Thanks for the update. So good for prototyping, but not stable. When something is printed in Formlabs Flexible, do you notice a hardening within a few days too?

Flexible doesn’t really harden, but it’s a weird consistency. A stale gummy bear is as close as I can imagine to describe it. I’m assuming that part of what was being photo-reacted was still undercured, and that it continued to cure, getting stiffer. I’m thinking more Flexible, but not 100% Flexible, might be better. We’ll see…

I think that should provide good results. Tough is similar to flexible but resists shearing much better. Would Tufflex-33 still work for your snap-fit assembly or does it recover too slowly even for that?

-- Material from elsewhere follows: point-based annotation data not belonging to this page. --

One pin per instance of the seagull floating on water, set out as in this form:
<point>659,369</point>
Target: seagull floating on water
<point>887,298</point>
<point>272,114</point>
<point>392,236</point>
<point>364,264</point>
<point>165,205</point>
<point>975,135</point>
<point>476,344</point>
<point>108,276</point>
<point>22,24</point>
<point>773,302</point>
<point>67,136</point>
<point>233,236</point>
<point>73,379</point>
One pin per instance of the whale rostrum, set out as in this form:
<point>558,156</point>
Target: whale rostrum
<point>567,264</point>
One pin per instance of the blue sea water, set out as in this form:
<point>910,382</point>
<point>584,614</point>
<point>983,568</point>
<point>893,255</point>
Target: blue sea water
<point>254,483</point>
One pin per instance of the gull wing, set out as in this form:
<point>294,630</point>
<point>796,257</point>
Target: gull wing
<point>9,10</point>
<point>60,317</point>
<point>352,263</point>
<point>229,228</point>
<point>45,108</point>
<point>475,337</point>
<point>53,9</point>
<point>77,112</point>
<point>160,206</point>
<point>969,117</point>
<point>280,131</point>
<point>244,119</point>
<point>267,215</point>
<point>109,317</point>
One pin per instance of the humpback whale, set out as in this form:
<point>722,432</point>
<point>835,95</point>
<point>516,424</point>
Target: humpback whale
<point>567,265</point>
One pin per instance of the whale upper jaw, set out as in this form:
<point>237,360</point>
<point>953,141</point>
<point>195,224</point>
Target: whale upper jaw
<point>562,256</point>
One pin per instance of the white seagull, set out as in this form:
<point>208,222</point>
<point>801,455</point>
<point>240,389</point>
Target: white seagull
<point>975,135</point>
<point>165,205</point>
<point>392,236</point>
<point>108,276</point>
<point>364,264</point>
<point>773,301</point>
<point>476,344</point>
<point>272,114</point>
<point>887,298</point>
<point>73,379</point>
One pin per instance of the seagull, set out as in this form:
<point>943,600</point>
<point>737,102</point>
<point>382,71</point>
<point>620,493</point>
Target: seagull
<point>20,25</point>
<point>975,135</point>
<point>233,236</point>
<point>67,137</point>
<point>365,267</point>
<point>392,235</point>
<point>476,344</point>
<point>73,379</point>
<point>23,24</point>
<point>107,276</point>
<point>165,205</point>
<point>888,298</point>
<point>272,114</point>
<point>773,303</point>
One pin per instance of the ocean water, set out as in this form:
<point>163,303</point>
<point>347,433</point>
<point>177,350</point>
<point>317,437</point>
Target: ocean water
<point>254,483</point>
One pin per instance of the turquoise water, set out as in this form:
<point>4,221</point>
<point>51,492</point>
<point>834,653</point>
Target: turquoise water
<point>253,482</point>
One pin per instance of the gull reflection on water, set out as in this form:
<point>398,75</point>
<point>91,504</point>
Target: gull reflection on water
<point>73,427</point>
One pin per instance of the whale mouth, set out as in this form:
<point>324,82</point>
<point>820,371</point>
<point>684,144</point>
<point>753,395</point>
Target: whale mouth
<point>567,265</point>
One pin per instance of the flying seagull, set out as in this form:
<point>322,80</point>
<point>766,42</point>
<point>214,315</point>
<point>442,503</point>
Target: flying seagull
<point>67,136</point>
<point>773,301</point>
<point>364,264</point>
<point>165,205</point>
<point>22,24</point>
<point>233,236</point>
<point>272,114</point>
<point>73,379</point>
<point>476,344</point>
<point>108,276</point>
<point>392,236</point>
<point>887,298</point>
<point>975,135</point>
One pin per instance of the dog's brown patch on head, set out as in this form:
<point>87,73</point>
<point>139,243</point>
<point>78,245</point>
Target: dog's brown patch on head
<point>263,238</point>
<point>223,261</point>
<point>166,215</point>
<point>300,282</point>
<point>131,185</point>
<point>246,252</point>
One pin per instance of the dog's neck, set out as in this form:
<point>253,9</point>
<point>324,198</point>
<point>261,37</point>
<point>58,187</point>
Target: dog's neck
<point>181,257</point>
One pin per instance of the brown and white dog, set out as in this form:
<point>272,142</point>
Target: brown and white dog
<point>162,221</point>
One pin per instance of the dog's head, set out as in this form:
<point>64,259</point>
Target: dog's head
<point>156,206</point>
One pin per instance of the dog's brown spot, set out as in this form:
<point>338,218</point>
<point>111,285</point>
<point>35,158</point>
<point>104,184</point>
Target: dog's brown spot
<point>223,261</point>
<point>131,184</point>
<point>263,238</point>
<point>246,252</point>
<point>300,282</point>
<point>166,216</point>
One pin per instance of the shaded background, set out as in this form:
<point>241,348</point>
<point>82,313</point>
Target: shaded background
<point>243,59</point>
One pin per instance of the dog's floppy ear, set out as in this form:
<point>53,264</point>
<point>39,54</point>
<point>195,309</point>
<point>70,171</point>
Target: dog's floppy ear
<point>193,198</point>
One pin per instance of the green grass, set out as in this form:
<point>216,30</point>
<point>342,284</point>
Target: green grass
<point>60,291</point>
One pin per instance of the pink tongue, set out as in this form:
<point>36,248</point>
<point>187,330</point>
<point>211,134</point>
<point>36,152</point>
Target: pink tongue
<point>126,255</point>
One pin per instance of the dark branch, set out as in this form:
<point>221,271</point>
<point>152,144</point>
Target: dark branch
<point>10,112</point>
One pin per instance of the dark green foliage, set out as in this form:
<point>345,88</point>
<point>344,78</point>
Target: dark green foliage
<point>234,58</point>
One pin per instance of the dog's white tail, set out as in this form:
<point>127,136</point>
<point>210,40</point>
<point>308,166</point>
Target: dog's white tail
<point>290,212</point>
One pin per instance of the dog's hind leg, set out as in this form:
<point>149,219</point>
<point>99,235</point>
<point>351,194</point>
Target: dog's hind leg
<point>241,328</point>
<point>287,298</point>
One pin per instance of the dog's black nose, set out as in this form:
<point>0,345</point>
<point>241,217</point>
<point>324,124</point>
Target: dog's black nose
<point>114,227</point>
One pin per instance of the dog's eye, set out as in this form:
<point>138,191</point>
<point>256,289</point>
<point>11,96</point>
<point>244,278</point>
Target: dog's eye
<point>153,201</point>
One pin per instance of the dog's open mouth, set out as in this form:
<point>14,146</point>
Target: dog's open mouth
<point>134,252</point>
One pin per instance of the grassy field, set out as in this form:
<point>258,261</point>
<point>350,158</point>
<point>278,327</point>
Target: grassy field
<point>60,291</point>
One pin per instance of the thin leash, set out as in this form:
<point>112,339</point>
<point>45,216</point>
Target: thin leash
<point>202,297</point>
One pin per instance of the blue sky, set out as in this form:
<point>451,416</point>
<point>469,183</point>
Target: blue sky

I don’t post cure my clear parts (not a controlled post cure that is) but they do get brittle over 24 hours. I had been using a part with a press-fit assembly with a machined PC part and within the same day of post processing the press fit works wonderfully, a day later, every single one broke on me. I always assume this was due to post curing via ambient light but there might actually be some property change over time that isn’t cure related. I wish I had a three point bend tester to investigate, I suppose I could fudge my own.

Lastly I wonder how the post cure affects the flexible resin within the mixture. AFAIK a post cure is required on tough but only recommended on flexible to remove the tacky surface feel of the uncured resin (water submersion highly recommended) In my own experiments I accidentally baked a flexible part under a production UV flood until it was yellowed and lost some of its flexibility. This happened surprisingly fast. Though if this is what you were running into with your property changes I would think it would have been stiff immediately after post cure.

Fascinating stuff, keep us updated. =]

No, the Clear/Tough @ 50% each (Tuff) works excellent for that. Clear was great, but as you know, it gets a bit too brittle. For most everything I’m doing, except for rubber parts or course, Tuff has been fantastic so far.

Since Tough and Tuff sound the same, we need a better name for this hybrid mix. Ideas?

I haven’t had the need to make the differentiation in spoken conversation so it doesn’t bother me much… How about DuraVis?

This brainstorming reminds me of plastics compounding companies naming their proprietary resins.

Hi guys

currently printing with 50/50 mix (tuff) but without heater.
I’ve done the mix without measuring by mixing the resins 50/50 directly in the tank.

after hour I will post the results, but for now the model looks with very good detail for 100 microns.